TN CM EPS chairs meeting on Sterlite issue

TN CM EPS chairs meeting on Sterlite issue

Chief Minister Edappadi K Palaniswami on Sunday chaired a meeting to decide on the next course of action in
the wake of the National Green Tribunal (NGT) allowing mining firm Vedanta to access the administrative unit of its Sterlite copper plant at Tuticorin.

The government said in a statement that Palaniswami chaired a meeting of ministers and officials to decide on the next course of action after the National Green Tribunal’s (NGT) orders on the case filed by Vedanta Ltd that owns the Sterlite copper smelter plant in Tuticorin.

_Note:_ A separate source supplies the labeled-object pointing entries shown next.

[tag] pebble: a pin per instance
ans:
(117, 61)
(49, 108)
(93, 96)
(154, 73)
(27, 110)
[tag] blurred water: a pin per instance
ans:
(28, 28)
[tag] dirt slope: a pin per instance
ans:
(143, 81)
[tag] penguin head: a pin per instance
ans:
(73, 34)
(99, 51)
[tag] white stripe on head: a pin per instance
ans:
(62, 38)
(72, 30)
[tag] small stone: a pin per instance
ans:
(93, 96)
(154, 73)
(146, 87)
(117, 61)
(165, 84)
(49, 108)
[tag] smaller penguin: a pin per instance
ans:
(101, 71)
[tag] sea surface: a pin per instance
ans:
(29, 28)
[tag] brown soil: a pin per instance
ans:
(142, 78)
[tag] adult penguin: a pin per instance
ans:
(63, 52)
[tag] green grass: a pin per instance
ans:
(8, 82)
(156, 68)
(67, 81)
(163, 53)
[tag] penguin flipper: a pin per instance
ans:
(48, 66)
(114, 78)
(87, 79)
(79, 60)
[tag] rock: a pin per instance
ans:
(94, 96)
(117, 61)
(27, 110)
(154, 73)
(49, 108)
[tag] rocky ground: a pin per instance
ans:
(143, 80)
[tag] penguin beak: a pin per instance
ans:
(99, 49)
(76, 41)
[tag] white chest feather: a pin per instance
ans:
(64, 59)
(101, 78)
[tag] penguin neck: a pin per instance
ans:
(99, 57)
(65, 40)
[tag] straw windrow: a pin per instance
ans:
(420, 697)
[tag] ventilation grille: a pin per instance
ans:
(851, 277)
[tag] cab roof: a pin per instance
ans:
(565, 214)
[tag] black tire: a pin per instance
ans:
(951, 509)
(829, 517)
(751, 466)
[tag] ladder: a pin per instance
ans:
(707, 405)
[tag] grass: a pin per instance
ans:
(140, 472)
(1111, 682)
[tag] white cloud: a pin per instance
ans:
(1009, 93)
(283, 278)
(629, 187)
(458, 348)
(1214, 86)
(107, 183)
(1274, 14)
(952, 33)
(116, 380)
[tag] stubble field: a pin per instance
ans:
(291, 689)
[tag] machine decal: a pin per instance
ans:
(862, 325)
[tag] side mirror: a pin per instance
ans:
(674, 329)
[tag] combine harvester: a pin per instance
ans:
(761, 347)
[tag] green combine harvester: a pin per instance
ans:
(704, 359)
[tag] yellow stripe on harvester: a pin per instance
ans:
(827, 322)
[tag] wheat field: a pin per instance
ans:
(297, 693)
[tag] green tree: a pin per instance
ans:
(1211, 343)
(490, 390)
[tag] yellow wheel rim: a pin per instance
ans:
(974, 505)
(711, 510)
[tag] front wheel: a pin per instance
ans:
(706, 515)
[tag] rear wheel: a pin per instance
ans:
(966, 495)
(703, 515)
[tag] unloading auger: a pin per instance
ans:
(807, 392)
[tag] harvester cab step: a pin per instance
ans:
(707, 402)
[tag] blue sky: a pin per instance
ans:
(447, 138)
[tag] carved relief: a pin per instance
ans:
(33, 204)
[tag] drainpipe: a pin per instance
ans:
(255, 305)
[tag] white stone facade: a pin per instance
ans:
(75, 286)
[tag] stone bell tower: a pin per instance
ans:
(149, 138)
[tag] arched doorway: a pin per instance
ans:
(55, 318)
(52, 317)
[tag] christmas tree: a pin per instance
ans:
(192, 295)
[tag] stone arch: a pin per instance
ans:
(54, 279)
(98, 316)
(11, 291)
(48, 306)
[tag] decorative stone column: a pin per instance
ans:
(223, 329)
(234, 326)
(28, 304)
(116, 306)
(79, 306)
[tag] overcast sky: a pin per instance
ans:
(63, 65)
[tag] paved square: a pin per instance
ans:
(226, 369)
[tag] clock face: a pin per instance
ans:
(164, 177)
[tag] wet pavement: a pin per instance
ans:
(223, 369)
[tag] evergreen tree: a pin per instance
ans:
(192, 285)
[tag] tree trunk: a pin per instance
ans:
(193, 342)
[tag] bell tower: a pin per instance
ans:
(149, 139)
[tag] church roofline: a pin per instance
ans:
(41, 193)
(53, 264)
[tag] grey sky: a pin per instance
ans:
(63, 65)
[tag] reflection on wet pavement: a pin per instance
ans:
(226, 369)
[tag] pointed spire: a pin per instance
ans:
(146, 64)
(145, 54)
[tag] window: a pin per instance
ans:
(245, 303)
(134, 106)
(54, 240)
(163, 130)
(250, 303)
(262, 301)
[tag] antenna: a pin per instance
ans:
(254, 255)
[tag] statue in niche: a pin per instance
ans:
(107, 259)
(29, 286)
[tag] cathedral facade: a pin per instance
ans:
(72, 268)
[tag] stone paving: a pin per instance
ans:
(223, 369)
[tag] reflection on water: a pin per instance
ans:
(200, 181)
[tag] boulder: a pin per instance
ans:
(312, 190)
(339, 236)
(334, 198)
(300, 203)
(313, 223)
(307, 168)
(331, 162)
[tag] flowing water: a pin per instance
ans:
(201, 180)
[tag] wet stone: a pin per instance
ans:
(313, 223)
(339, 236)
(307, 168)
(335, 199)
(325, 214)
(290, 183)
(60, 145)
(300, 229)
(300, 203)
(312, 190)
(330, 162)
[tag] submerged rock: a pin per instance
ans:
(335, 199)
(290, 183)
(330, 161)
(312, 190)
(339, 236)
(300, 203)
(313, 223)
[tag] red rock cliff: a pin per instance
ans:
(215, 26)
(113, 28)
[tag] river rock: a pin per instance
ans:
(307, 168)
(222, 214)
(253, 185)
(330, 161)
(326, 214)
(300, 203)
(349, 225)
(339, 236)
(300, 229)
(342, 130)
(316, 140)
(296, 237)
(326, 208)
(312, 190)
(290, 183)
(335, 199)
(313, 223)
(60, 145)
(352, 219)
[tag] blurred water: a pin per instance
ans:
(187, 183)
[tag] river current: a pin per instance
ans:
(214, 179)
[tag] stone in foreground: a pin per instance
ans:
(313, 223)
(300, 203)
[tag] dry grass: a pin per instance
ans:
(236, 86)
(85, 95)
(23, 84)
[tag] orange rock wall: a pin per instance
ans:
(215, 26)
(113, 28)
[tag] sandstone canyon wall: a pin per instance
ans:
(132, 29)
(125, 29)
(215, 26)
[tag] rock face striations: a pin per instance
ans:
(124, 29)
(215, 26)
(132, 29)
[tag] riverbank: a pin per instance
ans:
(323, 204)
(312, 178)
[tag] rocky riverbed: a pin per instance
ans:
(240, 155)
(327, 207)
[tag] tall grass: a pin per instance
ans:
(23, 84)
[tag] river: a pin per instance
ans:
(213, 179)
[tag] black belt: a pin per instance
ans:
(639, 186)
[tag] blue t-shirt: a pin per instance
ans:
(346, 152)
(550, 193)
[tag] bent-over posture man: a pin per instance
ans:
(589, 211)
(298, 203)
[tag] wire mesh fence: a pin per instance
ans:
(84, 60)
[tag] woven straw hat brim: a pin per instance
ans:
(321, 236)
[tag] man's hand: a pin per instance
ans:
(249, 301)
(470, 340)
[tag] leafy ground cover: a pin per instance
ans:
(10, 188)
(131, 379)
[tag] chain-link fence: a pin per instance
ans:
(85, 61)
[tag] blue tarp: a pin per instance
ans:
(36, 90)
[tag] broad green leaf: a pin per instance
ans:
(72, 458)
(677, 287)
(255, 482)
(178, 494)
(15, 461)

Deputy Chief Minister O Panneerselvam, Forest Minister Dindigul C Sreenivasan, School Education Minister K A Sengottaiyan, Electricity Minister P Thangamani, Local Administration and Rural Development Minsiter S P Velumani, Law Minister C Ve Shanmugham, Higher Education Minister K P Anbalagan, Industries Minister M C Sampath, Environment Minister K C Karuppannan, Chief Secretary Girija
Vaidyanathan, Industries Secretary K Gnanadesikan and other officials and Advocate General Vijay Narayan and Tamil Nadu Pollution Control Board (TNPCB) Member-Secretary T Sekar and higher officials participated in the meeting.

The NGT on August 9 ordered access to the company officials to the administrative blocks located in the plant premises.

A couple of months back, the state government had ordered the closure of the copper smelter plant following protests and the death of 13 persons in police firing on May 22 in Tuticorin.

The NGT said the district authorities should ensure that the company does not access the plant’s production unit. The company moved the NGT, challenging the state government’s order to close the plant after Anti-sterlite protests turned violent resulting in the death of 13 people in violence and police firing on May 22.

In its interim prayer, Vedanta sought direction to the TNPCB to restore and provide minimum power supply, water and manpower access for safeguarding the emergency systems of the plant as it housed various chemicals, resins and fuels which, due to sudden closure of the plant, would pose a threat to the surroundings and the plant and machinery.